Consular residences, custom-house offices, manufactories; a dry dock in which a Russian frigate was lying; on the heights the large European concession, sprinkled with villas, and on the quays, American bars for the sailors. Farther off, it is true, far away behind these commonplace objects, in the very depths of the vast green valley, peered thousands upon thousands of tiny black houses, a tangled mass of curious appearance, from which here and there emerged some higher, dark red, painted roofs, probably the true old Japanese Nagasaki, which still exists. And in those quarters — who knows? — there may be, lurking behind a paper screen, some affected, cat’s-eyed little woman, whom perhaps in two or three days (having no time to lose) I shall marry! But no, the picture painted by my fancy has faded. I can no longer see this little creature in my mind’s eye; the sellers of the white mice have blurred her image; I fear now, lest she should be like them.
At nightfall the decks were suddenly cleared as by enchantment; in a second they had shut up their boxes, folded their sliding screens and their trick fans, and, humbly bowing to each of us, the little men and little women disappeared.
Slowly, as the shades of night closed around us, mingling all things in the bluish darkness, Japan became once more, little by little, a fairy-like and enchanted country. The great mountains, now black, were mirrored and doubled in the still water at their feet, reflecting therein their sharply reversed outlines, and presenting the mirage of fearful precipices, over which we seemed to hang. The stars also were reversed in their order, making, in the depths of the imaginary abyss, a sprinkling of tiny phosphorescent lights.
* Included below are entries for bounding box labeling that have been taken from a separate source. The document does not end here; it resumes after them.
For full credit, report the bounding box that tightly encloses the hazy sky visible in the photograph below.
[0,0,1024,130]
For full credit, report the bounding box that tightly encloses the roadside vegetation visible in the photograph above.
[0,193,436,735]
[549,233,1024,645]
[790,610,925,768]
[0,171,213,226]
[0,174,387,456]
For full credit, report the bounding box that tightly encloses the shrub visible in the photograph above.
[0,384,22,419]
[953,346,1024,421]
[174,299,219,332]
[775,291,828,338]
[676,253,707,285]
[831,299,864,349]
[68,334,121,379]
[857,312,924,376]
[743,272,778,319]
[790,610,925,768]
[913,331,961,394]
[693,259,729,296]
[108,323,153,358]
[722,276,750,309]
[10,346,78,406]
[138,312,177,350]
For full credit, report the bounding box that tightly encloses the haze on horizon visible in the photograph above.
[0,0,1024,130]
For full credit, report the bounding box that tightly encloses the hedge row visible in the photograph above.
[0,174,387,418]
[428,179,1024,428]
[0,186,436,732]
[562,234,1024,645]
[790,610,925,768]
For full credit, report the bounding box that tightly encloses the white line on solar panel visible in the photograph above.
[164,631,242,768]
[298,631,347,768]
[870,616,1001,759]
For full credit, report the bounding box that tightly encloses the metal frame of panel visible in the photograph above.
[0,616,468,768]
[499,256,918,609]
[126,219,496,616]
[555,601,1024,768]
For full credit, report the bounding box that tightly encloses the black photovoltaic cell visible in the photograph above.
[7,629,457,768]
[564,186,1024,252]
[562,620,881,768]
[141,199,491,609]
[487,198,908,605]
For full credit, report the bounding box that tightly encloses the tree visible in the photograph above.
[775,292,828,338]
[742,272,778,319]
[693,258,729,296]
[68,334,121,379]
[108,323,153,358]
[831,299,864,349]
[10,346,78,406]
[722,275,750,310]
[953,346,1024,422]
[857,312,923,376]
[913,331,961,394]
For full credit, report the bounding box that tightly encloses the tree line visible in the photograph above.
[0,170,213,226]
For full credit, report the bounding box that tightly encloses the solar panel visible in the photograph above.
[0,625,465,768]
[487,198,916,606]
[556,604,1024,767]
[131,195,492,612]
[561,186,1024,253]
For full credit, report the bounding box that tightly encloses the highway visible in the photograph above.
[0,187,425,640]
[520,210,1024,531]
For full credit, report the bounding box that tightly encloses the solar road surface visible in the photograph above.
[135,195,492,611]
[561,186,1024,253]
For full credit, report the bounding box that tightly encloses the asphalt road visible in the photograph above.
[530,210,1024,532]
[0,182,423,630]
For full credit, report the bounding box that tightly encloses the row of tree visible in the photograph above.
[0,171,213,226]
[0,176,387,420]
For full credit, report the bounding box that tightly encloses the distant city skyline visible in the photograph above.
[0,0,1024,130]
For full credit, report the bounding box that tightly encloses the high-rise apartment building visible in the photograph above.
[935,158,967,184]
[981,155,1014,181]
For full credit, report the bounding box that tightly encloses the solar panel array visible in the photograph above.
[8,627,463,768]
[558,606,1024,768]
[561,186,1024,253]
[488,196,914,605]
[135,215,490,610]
Then all Nagasaki became profusely illuminated, sparkling with multitudes of lanterns: the smallest suburb, the smallest village was lighted up; the tiniest but perched up among the trees, which in the daytime was invisible, threw out its little glowworm glimmer. Soon there were innumerable lights all over the country on all the shores of the bay, from top to bottom of the mountains; myriads of glowing fires shone out in the darkness, conveying the impression of a vast capital rising around us in one bewildering amphitheatre. Beneath, in the silent waters, another town, also illuminated, seemed to descend into the depths of the abyss. The night was balmy, pure, delicious; the atmosphere laden with the perfume of flowers came wafted to us from the mountains. From the tea-houses and other nocturnal resorts, the sound of guitars reached our ears, seeming in the distance the sweetest of music. And the whirr of the cicalas — which, in Japan, is one of the continuous noises of life, and which in a few days we shall no longer even be aware of, so completely is it the background and foundation of all other terrestrial sounds — was sonorous, incessant, softly monotonous, like the murmur of a waterfall.